Все это время больной из Ливии стоял рядом, заинтересованно переводя взгляд с меня на Светку.
Ну, хорошо хоть Фельдман поможет, если что.
— Он и ко мне начал приставать, — нажаловалась Светка. — А я ведь по-немецки только и знаю что «Хенде хох»!
Ливиец тут же поднял обе руки вверх.
— Крынкина, кончай над человеком глумиться, он тебе в дедушки годится! — с усилием опустив тому руки, укоризненно сказал я. — Вот вернется к себе в Ливию и расскажет, как в Москве к больным относятся.
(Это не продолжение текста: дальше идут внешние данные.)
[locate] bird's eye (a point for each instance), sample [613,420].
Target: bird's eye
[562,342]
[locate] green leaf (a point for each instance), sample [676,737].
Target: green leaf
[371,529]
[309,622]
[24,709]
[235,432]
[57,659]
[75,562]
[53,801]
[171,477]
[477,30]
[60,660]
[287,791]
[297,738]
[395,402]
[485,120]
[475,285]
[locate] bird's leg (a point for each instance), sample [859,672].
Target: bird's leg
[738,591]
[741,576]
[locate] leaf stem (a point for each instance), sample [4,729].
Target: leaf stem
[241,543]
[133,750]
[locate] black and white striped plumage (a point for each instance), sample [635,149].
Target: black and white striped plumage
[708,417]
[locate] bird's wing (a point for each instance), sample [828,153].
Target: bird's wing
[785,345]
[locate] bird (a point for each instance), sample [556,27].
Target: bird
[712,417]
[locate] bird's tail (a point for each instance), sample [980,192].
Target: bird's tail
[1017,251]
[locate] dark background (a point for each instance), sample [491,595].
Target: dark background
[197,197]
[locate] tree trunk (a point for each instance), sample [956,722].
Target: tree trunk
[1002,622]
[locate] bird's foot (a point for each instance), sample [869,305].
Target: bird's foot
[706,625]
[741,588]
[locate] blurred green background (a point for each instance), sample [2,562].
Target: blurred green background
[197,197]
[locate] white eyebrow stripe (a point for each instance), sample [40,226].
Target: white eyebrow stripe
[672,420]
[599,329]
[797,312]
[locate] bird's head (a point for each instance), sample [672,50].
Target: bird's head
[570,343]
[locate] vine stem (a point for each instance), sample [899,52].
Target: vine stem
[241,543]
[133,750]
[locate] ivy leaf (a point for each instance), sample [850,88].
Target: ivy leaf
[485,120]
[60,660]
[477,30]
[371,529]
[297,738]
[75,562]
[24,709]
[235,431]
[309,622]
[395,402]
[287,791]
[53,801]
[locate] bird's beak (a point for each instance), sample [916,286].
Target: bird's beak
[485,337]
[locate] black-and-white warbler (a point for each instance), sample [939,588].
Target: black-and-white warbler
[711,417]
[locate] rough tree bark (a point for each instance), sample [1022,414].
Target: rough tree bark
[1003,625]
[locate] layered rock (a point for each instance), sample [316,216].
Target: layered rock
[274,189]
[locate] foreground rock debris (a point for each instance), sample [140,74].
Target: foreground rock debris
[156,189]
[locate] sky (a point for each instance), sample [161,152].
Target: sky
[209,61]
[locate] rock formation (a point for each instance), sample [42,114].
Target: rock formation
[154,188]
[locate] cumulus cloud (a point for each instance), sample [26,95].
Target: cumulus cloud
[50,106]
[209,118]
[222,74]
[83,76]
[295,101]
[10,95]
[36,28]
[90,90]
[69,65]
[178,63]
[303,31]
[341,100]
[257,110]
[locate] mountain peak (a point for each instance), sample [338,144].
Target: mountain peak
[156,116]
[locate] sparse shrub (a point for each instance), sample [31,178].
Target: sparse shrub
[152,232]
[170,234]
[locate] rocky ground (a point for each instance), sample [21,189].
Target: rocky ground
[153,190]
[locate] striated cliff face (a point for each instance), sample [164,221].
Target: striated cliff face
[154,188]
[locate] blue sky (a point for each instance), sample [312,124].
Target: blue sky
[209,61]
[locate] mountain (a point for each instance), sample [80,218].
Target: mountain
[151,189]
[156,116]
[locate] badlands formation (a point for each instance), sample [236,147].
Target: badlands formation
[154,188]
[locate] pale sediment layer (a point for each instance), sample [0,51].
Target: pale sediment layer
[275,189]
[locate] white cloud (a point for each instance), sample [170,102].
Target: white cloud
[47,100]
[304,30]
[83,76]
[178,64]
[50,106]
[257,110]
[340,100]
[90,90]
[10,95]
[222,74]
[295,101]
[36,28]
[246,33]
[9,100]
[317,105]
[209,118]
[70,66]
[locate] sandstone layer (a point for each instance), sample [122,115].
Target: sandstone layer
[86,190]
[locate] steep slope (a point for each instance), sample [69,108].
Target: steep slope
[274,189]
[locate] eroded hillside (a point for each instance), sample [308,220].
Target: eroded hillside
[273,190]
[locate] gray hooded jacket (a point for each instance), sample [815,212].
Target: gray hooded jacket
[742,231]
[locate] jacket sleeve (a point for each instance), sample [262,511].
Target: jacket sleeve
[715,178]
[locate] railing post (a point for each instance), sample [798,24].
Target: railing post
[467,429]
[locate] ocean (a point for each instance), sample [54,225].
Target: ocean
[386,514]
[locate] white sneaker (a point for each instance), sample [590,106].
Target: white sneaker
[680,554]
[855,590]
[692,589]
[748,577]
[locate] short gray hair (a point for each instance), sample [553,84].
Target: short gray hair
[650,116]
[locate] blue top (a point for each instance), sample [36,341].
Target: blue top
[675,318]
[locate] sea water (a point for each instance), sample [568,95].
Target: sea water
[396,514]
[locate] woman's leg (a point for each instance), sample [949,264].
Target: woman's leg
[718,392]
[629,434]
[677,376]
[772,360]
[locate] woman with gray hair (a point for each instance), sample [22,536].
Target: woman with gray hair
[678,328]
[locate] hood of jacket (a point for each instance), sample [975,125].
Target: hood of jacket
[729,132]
— Да ладно, нормально все к нему относятся, — заверила меня Светка, а чтоб уж не оставалось сомнений в этом нормальном отношении, рявкнула во всю мочь, будто он был глухой: — И нечего тебе по коридорам отираться, марш в палату! Ишь, гулена!
К моему удивлению, он ее понял и зашагал в нужном направлении, печально на нас оглядываясь.
— Все, некогда мне здесь с тобой лясы точить, — спохватилась Светка, — пора домой бежать! А то Новый год на носу, а у меня конь не валялся, еще и елку не наряжала.
Крынкина была права. И хотя до Нового года оставалось больше недели, особая новогодняя взвинченность уже чувствовалась.
Я отправился в процедурку и быстро пробежался по журналу назначений — да тут минут на десять всей работы. Один больной в реанимации за час получал лекарств больше, чем все отделение гемодиализа в неделю.
Так. Ливийца этого из второй палаты зовут Абдул-Азиз, лет ему шестьдесят восемь, и назавтра у него ультразвук с гастроскопией, а перед этим еще и клизма. Интересно, как мне все это объяснить? Причем жестами, как посоветовала Крынкина?
Фельдман нашелся в холле у телевизора за просмотром передачи «Мир и молодежь».
— Фельдман! — влез я в самый неподходящий момент, когда жулик ведущий принялся расписывать, с каким небывалым энтузиазмом комсомольцы участвуют в перестройке. — Похоже, мне без вашей помощи не обойтись.
Он тут же упруго вскочил, демонстрируя полную готовность.
Фельдман был крепким пожилым дядькой, круглым как колобок и невероятно деятельным. В свои семьдесят он носился по коридору так, что только ветер свистел.